Canoeist's wife remanded in custody

LONDON - Anne Darwin, wife of the canoeist who "returned from the dead" five years after going missing, appeared in court on Tuesday charged with two counts of deception.

She was remanded in custody until December 14 at Hartlepool Magistrates Court, Cleveland police said.

Darwin, 55, was charged with dishonestly obtaining 25,000 pounds by money transfer and dishonestly obtaining 137,000 pounds by money transfer.

Her husband John Darwin, 57, had appeared at the same court on Monday, charged with obtaining money by deception and making a false declaration to get a passport.

He walked into a London police station last week claiming amnesia after apparently drowning at sea in a canoeing accident five years ago, sparking days of international media coverage.

Anne Darwin's solicitor Nicola Finnerty said her client was cooperating with police but was very tired and tearful and was concerned about her family.

"She wants to say to her family that she's very sorry for any upset and distress that she may have caused," Finnerty told reporters. "If her sons want to get in contact with her she really wants to see them."

The couple's sons said last week they wanted no further contact with their parents after their mother told newspapers a photo of her and her husband taken together in Panama last year was genuine.

Detective Superintendent Tony Hutchinson has said the Darwins' sons were not suspects in the case.

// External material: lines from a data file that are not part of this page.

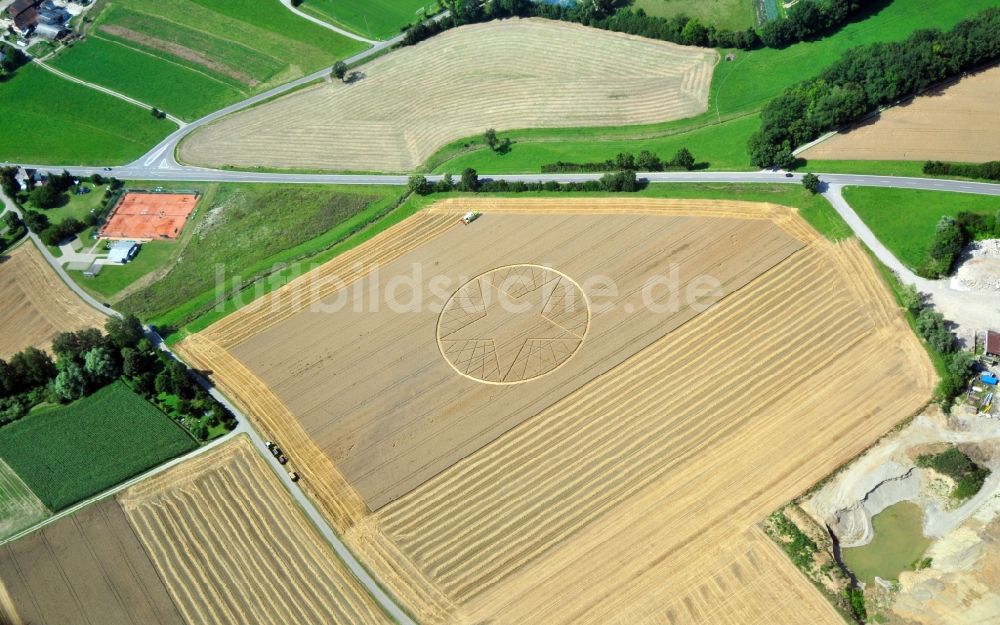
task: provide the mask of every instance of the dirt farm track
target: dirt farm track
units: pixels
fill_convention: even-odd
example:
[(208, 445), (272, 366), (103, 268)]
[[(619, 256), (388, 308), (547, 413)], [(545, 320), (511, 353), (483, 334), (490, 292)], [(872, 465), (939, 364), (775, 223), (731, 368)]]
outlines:
[(889, 109), (802, 153), (810, 159), (1000, 159), (1000, 67), (980, 71)]
[[(642, 58), (641, 65), (634, 59)], [(463, 26), (196, 131), (206, 166), (411, 171), (487, 128), (620, 126), (708, 106), (713, 50), (548, 20)]]
[[(470, 209), (484, 216), (458, 225)], [(491, 277), (512, 265), (554, 271), (520, 290)], [(415, 266), (415, 284), (449, 279), (429, 312), (334, 306)], [(716, 277), (715, 299), (626, 306), (671, 271), (682, 288)], [(598, 297), (597, 273), (617, 294)], [(559, 274), (584, 286), (585, 331), (551, 298), (527, 305)], [(505, 319), (475, 296), (490, 289), (542, 320)], [(456, 370), (439, 344), (456, 296), (471, 320), (444, 334), (469, 341), (455, 361), (512, 371), (521, 345), (544, 374)], [(542, 346), (577, 339), (571, 357)], [(859, 244), (744, 202), (447, 200), (179, 349), (282, 443), (418, 620), (469, 625), (839, 625), (755, 525), (936, 381)]]
[(59, 332), (104, 326), (104, 317), (81, 302), (30, 243), (0, 255), (0, 296), (0, 358), (32, 345), (47, 348)]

Police on Monday issued a photo of Darwin with a straggly beard and appealed for information from anyone who might have known him under the name John Jones.

Officers arrested his wife on Sunday following her return from Panama, where she had recently moved.

Anne Darwin had reported her husband missing in 2002 when he failed to return home after canoeing in the North Sea near their home in Hartlepool.

A few weeks later the shattered remains of his red kayak were discovered. A coroner declared Darwin dead in 2003 after a police inquiry.